Aus Johannesburg Hans Brandt

Nach einer hitzigen Debatte hat der (weiße) Stadtrat von Johannesburg, Südafrikas größter Metropole, am Dienstag abend die Öffnung der gesamten Stadt für alle Ethnien gefordert. Nach verstündigen Diskussionen stimmten die Abgeordneten der liberalen Demokratischen Partei (DP) und die Mehrheit der Stadträte der Nationalen Partei (NP) für die Resolution. Darin wird die Regierung de Klerk aufgefordert, Johannesburg zu einem sogenannten „freien Siedlungsgebiet“, in dem Menschen aller Hautfarben wohnen und Eigentum besitzen dürfen, zu erklären. Der Widerstand der ultrarechten Konservativen Partei (CP) konnte diese Entscheidung nicht verhindern.
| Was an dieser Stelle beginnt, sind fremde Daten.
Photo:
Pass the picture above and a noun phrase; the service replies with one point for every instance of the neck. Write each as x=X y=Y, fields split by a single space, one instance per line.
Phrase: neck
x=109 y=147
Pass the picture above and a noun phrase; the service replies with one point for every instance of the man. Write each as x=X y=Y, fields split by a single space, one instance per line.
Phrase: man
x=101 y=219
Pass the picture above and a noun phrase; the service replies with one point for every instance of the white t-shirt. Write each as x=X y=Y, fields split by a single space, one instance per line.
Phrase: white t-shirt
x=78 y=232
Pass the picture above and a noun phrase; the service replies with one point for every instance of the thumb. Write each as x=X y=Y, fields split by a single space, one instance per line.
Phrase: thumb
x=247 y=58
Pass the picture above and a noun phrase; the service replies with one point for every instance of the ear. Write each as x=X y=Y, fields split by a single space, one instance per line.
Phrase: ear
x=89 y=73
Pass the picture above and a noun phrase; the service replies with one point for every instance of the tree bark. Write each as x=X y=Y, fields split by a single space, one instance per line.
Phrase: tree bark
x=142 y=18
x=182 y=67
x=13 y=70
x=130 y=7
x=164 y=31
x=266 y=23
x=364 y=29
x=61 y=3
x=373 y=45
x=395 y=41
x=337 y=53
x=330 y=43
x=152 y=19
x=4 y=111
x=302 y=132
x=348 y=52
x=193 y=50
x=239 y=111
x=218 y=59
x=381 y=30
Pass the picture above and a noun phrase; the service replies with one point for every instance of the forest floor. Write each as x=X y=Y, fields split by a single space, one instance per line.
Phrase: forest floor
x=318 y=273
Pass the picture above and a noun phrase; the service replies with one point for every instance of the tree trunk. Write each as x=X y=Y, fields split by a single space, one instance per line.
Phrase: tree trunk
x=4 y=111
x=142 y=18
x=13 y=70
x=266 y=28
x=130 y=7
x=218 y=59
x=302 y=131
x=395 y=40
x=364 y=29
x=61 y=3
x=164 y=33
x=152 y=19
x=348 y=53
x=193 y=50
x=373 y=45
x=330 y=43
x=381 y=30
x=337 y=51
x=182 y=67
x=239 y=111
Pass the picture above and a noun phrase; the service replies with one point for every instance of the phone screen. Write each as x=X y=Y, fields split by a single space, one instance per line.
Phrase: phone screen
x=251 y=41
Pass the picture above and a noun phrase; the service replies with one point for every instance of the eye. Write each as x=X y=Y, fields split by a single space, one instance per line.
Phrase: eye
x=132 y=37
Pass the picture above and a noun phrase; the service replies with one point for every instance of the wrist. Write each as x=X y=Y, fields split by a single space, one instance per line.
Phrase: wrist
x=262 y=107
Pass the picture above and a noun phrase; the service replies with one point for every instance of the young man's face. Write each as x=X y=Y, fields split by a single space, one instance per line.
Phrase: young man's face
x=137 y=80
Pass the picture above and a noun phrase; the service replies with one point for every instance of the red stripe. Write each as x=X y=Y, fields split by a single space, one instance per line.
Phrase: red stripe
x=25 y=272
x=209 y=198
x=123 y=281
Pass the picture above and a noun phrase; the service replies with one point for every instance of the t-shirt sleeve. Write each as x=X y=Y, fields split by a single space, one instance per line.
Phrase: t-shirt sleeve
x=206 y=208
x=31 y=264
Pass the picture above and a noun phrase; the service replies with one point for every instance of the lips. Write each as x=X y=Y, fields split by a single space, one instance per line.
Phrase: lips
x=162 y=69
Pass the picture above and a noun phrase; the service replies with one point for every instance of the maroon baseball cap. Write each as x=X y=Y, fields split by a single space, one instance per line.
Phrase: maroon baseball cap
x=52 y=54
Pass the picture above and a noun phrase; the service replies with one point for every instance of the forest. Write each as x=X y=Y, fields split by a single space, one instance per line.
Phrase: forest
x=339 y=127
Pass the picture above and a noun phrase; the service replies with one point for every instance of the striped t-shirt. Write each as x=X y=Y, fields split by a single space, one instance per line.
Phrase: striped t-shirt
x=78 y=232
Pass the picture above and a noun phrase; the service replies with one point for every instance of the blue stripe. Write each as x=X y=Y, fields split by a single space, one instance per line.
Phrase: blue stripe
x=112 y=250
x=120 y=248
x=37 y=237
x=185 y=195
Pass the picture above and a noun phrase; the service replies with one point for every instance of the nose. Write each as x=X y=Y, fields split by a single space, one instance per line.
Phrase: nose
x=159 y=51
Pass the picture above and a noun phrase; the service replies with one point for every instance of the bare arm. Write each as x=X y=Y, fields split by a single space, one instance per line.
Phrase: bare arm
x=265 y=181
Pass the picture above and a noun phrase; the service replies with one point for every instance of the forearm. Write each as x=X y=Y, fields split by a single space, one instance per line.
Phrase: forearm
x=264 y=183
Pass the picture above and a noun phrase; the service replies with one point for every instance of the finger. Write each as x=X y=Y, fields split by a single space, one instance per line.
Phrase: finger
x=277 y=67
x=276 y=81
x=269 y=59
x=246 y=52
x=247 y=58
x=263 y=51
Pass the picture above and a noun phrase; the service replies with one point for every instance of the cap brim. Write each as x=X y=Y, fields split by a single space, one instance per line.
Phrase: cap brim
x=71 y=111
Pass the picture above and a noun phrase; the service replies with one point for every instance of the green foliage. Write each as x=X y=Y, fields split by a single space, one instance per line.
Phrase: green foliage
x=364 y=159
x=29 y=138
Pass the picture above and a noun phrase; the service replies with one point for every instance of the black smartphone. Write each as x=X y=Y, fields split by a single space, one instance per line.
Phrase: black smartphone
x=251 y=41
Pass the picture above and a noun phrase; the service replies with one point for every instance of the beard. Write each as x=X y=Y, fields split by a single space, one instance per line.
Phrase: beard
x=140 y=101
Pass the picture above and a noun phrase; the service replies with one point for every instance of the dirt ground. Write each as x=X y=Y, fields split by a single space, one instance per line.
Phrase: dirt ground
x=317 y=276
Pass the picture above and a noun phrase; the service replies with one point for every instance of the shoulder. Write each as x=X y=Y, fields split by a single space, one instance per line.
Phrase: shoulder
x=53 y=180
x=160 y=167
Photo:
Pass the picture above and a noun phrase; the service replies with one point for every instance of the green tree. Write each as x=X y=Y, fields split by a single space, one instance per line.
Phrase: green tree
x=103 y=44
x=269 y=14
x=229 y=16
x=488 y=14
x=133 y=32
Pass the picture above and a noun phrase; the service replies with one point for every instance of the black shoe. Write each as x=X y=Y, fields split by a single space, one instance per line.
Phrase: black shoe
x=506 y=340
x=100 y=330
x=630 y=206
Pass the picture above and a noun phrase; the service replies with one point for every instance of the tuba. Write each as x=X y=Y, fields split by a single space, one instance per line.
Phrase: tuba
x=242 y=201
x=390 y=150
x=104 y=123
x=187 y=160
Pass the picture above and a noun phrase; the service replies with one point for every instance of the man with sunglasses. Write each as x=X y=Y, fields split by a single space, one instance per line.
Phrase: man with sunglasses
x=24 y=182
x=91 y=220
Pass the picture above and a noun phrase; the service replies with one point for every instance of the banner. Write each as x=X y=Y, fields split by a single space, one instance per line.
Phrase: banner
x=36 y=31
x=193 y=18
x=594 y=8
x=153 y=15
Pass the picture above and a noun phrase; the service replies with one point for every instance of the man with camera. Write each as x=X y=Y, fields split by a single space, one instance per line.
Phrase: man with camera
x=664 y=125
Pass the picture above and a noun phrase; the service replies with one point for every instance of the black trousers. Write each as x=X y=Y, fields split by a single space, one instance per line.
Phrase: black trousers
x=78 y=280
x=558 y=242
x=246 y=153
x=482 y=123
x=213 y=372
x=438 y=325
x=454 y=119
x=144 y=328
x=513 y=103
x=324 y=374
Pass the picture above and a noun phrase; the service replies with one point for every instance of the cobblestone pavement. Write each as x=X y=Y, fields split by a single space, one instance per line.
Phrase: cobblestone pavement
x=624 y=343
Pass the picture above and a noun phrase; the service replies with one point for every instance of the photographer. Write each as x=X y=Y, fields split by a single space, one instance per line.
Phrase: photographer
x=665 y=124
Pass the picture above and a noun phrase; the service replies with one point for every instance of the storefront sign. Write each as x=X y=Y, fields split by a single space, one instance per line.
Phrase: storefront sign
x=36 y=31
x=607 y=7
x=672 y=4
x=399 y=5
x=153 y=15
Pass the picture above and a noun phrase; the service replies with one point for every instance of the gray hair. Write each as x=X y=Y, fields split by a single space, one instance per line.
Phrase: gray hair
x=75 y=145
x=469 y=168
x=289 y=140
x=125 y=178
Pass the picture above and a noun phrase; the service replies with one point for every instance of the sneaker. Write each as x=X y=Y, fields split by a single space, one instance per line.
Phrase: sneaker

Der Vorsitzende des Exekutivkomitees des Johannesburger Stadtrates, DP-Führer Ian Davidson, sprach von einer historischen Entscheidung, die allen anderen Städten in Südafrika und der Regierung ein deutliches Signal sein würde. Die Entscheidung hat allerdings eher symbolischen Wert, da das letzte Wort die Zentralregierung in Pretoria hat. Der stellvertretende Planungsminister, Johan Fourie, hatte am Montag gewarnt, die Entscheidung Johannesburgs sei verfrüht.

Die Regierung will erst in der nächsten Legislaturperiode Rassentrennung in Wohngebieten durch „nicht diskriminierende“ Gesetzgebung ersetzen. Der nun dreißig Jahre angewandte „Group Areas Act“, eine der tragenden Säulen der Apartheid, hatte die Wohngebiete für Weiße, Schwarze, Mischlinge und Inder aufgeteilt. Auch in Zukunft soll der „Schutz von Gemeinschaften“ laut Pretoria gewährleistet werden. Die DP ist der Ansicht, hinter dieser Formulierung verberge sich nur „versteckte Rassentrennung“. „Freie Siedlungsgebiete“ sind bisher entweder neuzuentwickelnde Gegenden, oder „weiße“ Gebiete in Großstädten, in denen sich trotz der Rassentrennung Tausende von Schwarzen angesiedelt haben („graue“ Gebiete) wie etwa in Hillbrow in Johannesburg oder in einigen Stadtteilen Kapstadts. Kapstadt hatte schon vor zwei Jahren in Pretoria die „Erlösung“ vom „Group Areas Act“ beantragt. Darüber ist bis heute nicht entschieden worden. Insgesamt hat die entsprechende Behörde in Pretoria 33 Gebiete in Südafrika für alle Ethnien geöffnet.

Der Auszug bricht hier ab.